If you give into your child and bring them to bed, you are sending the message that crying is too difficult for you. You will soon find out that they will now use crying as a tool to get what they want in all circumstances. If I cry hard enough, loud enough and long enough, my parents will give me what I want. Unfortunately that is true! Parents who cannot handle their child’s crying will give in. You must realize that before starting this! If you cannot handle the crying then get happy with them sleeping with you.
Hope that helps!
Lisa

Mindy - posted on 04/19/2010

4

9

1

I agree with Heather - drop or shorten the daytime nap. My kids both stopped napping early. My daughter had to cry it out - actually put a baby gate at her door. 2 nights of crying and she went to bed by herself after that. I had to close myself in my bedroom until she fell asleep those first two nights so as not to aggravate her more. Just say good night and leave. Good luck!

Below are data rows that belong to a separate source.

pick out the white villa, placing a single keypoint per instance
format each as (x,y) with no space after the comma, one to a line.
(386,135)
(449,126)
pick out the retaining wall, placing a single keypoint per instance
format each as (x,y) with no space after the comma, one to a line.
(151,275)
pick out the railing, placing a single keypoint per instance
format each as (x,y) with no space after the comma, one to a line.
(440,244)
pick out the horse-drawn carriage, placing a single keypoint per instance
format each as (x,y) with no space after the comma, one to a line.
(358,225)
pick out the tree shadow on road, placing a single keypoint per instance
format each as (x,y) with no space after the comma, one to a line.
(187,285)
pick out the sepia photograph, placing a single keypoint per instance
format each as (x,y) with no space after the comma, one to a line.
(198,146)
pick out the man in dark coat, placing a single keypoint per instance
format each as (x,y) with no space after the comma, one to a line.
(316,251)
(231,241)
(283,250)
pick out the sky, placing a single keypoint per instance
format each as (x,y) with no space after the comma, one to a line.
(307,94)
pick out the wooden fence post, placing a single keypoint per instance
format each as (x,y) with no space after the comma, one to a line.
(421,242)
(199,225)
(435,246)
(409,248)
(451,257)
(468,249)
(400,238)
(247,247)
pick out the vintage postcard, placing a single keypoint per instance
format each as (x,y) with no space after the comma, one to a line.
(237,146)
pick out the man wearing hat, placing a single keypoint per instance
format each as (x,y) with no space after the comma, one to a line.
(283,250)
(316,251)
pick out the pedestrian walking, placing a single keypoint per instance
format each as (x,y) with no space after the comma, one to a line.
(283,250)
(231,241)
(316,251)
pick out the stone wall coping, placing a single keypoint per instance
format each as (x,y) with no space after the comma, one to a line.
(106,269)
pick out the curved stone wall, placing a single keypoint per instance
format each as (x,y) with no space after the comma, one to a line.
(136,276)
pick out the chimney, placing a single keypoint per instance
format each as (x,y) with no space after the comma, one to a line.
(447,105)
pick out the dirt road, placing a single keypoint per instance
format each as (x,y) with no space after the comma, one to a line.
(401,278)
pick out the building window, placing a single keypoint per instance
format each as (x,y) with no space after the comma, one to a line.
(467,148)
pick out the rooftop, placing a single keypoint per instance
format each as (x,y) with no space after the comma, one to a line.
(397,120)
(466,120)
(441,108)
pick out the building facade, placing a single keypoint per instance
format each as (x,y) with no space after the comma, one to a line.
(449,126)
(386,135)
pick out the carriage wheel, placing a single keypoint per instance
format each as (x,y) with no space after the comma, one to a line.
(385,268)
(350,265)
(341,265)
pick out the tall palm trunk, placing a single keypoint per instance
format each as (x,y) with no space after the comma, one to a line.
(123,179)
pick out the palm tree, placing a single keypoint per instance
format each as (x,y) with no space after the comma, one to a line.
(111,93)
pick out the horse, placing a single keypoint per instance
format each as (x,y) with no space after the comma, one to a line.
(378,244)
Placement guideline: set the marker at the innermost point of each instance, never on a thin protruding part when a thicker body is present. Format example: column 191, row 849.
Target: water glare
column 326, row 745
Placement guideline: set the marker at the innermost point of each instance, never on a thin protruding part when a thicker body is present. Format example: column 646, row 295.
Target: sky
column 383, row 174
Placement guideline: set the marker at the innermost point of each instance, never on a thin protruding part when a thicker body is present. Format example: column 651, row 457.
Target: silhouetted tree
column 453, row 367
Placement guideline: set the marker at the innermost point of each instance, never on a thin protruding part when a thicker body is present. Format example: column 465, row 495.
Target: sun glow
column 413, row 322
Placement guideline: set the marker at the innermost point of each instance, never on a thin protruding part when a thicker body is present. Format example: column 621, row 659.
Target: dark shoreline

Heather - posted on 04/19/2010

297

20

44

is it time to drop a daytime nap, maybe, so she'll be more tired come bedtime??

Medic - posted on 04/18/2010

3,922

19

552

You could be like me and just tell her to go to bed....thats how I do my son and he's an amazing sleeper. I have never laid with him or anything. I do think that the super nanny approach works though but you just have to not give in.

Julie - posted on 04/18/2010

22

23

1

Unfortunatly I'm not sure if rewarding her will work at her young age. I've tried the whole "You gotta go to bed because your friend is coming over" but she doesnt care. I'm so not used to this because I have a 6 yr old son who has always been in bed when he's ready, which is usually by 8pm at the latest. Now my daughter is like her dad, a night owl and it's driving me crazy. I need to get her on a schedule and sleeping good by fall because I'm starting college then.